May 10, 2023
You know, you’ve always heard the saying. In fact, when I started writing these thoughts out, I tried my best to avoid the cliche, but it turns out that many cliches are actually such for a reason- because they’re true. And this one is no exception.
A couple weeks ago, I found myself longing for that sense of home. Life had thrown yet another knee-banging, trailer hitch to the shin, bed post to the pinkie toe kinda wrench my way. I needed to escape, even if just for a little while. I’d taken my couple of days to sulk in misery, but that wasn’t enough. I needed to be where “everybody knows your name.” (If you didn’t sing that to the tune of the Cheers theme song, please re-evaluate.)
Interestingly enough, as I sat on my couch and longed for that feeling home, I didn’t long for my hometown. I didn’t long for the same roads I could drive with my eyes closed in the county in which I’d spent approximately two-thirds of my 33 years. Rather, my heart yearned for northwest Louisiana. A place defined by parishes rather than counties- which I still to this day can’t get the hang of.
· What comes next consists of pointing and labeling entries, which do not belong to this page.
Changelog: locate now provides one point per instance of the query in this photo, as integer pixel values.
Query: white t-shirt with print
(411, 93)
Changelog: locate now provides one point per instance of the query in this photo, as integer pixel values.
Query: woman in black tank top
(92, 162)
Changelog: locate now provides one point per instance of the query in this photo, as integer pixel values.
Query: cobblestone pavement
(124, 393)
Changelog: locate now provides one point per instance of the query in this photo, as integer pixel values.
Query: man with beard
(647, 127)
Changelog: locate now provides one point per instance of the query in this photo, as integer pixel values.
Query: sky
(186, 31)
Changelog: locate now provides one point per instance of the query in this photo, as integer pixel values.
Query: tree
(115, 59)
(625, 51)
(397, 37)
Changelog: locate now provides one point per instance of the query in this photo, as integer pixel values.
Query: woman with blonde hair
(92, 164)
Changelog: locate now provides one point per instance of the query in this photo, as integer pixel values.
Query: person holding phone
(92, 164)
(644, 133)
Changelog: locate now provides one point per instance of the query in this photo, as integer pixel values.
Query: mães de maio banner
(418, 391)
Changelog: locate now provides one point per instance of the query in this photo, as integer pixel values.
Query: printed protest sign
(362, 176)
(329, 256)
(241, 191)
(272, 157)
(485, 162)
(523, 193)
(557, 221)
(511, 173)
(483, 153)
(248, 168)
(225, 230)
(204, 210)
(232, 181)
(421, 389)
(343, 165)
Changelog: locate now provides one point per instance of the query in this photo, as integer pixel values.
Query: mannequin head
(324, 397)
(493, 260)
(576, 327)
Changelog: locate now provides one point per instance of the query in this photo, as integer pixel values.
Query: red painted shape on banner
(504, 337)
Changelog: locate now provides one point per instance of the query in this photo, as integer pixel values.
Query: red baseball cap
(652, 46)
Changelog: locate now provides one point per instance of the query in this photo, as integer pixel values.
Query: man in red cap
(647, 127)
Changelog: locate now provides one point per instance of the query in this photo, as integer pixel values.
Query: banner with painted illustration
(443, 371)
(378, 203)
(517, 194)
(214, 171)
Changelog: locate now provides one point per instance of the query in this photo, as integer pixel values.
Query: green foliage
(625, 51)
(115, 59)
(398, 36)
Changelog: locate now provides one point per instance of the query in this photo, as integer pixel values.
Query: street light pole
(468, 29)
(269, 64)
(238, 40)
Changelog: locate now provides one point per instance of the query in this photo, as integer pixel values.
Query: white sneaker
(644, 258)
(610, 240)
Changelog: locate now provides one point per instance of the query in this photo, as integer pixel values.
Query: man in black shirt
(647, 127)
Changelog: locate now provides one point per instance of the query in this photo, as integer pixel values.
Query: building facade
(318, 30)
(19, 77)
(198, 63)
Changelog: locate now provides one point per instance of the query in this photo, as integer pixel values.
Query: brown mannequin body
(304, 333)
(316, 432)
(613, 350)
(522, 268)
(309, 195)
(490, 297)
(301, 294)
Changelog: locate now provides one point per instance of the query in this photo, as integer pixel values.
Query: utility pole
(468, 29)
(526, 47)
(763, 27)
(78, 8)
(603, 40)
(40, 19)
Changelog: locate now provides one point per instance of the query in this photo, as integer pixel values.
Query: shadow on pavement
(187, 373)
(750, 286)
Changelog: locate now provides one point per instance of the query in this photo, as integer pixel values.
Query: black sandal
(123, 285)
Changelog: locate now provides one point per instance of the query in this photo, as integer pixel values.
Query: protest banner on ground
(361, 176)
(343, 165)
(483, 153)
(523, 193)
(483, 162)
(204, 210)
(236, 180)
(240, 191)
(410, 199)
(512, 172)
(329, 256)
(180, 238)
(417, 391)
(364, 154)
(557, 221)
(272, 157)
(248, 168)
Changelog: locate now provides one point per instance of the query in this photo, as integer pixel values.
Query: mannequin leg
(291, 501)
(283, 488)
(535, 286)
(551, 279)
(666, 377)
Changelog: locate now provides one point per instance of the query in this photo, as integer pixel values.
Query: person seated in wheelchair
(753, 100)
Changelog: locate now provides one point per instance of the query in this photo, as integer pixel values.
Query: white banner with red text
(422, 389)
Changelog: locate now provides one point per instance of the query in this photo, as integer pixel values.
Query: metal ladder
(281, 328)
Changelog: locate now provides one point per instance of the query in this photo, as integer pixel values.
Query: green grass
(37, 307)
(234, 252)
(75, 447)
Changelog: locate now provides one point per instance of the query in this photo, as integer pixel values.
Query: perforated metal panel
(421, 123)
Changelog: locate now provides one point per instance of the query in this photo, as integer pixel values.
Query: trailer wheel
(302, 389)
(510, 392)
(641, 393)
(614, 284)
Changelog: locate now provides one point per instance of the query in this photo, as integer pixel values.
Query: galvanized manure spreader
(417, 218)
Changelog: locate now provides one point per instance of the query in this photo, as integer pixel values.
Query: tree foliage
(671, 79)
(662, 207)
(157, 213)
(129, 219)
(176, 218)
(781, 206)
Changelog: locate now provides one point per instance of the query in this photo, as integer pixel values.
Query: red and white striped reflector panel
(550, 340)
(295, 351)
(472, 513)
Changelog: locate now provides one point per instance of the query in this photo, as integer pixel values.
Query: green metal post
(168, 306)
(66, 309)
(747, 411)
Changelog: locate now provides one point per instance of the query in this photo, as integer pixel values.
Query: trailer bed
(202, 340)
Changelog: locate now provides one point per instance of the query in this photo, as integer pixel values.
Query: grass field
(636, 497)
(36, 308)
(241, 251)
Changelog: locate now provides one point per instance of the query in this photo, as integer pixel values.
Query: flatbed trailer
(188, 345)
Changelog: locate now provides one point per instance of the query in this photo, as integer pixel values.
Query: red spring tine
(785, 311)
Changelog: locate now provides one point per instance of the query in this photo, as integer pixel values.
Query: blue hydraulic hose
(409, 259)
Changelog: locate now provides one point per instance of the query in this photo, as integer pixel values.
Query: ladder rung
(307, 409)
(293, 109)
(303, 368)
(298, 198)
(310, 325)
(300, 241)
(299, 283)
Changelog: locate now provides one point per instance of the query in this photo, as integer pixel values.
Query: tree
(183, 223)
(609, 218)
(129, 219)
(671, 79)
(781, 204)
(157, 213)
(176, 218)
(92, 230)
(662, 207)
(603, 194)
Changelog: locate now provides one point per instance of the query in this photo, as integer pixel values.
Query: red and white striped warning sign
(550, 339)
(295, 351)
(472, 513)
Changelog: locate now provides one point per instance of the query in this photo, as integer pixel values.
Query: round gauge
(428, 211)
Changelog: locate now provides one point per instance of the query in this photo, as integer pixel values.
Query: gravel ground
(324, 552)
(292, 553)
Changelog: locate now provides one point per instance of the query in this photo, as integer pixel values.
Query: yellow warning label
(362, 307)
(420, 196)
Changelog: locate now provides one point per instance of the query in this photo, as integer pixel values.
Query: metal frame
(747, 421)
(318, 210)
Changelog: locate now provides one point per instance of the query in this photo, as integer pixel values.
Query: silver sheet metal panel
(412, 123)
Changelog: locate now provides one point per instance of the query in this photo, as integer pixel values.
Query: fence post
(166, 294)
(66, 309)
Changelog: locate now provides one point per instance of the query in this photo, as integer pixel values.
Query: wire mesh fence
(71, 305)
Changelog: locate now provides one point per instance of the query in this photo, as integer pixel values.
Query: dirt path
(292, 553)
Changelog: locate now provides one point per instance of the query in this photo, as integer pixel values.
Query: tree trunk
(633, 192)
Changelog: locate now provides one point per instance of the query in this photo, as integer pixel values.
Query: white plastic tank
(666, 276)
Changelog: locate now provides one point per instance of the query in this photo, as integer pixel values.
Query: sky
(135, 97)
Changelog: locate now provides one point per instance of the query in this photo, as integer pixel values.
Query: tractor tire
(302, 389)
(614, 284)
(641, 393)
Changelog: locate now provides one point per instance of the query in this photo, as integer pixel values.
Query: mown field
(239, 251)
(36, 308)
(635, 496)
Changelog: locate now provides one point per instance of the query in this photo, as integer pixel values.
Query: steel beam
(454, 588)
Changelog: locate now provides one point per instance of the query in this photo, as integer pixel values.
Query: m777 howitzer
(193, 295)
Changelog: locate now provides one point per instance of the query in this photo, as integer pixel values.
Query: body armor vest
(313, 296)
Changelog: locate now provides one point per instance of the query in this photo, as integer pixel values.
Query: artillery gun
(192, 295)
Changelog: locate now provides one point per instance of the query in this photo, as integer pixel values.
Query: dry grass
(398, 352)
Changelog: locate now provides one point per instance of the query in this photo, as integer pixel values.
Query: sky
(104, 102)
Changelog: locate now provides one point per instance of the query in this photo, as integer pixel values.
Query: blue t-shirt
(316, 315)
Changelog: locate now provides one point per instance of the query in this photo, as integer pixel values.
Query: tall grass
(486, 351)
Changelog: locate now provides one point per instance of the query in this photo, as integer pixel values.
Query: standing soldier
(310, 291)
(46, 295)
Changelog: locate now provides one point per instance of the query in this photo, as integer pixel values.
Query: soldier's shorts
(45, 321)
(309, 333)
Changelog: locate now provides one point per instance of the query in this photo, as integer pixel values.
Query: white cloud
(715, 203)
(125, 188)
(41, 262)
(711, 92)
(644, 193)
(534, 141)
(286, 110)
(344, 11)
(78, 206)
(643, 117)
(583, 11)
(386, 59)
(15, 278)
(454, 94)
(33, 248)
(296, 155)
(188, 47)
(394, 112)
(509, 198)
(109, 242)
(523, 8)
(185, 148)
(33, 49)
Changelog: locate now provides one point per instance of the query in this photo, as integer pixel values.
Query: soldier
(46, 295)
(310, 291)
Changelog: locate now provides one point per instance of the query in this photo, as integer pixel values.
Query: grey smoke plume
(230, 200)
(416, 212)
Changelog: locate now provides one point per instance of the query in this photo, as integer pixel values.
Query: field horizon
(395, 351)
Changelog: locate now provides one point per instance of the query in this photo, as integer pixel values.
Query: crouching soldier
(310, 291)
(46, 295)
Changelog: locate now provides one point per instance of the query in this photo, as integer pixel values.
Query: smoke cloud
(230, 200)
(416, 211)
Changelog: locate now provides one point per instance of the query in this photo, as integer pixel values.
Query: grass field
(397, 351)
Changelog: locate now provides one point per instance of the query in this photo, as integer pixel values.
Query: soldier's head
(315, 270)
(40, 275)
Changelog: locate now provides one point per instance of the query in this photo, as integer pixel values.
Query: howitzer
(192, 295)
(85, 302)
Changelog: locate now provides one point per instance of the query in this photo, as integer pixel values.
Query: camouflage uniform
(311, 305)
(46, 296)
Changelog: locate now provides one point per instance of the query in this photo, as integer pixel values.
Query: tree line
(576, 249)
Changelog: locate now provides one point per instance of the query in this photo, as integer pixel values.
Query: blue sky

A place where I’d spent the last seven years of my life rifled with some of my best and worst memories. A place that, despite holding some of my life’s toughest times, also hold’s some of my greatest friends- a correlation that I’m now realizing is far more direct than I’ve ever noticed before.
When I made this realization that my heart was still in the Arklatex, I actually felt a little bit guilty. Like I was forsaking the region of the Bible Belt that held my formative years and had created such a large portion of my identity. But just today, as I opened up my latest issue of Okra Magazine and began with the editor’s letter, could I reconcile that feeling of guilt and rest in the reassurance that home truly is where the heart is and that “heart” will be fluid over a lifetime.
You see, when I was in college at Auburn, driving back into my hometown was that feeling of peace and rest and familiarity. I’d play the game that I’ve long played where I made note of the first person I knew or vehicle I recognized and how far out of town they were- how far my reach of familiarity extended from the epicenter of “home.” When I moved back to Clarke County after college, those feelings of home flipped to be Auburn and the sign that I’d reached my feeling of home was quite literally the green illumination of “College St” on the exit ramp of I-85. And then, when my address transferred “out west” across the Mississippi, my game of “Who will I see first?” started about the time I exited off I-20 and began the trek across the Mississippi/Alabama state line. In fact, I think my personal best on distance in this self-created game was running into a precious lady from my teenage years in the Valero off 19 in Meridian, Mississippi – a whopping 73 miles from the city limits of my hometown. And now, with a lot of life changes in a short period of time, that pull to the feeling of familiarity draws me from my dwelling in the Palmetto State to the state of bayous, crawfish, casinos, and high crime rates.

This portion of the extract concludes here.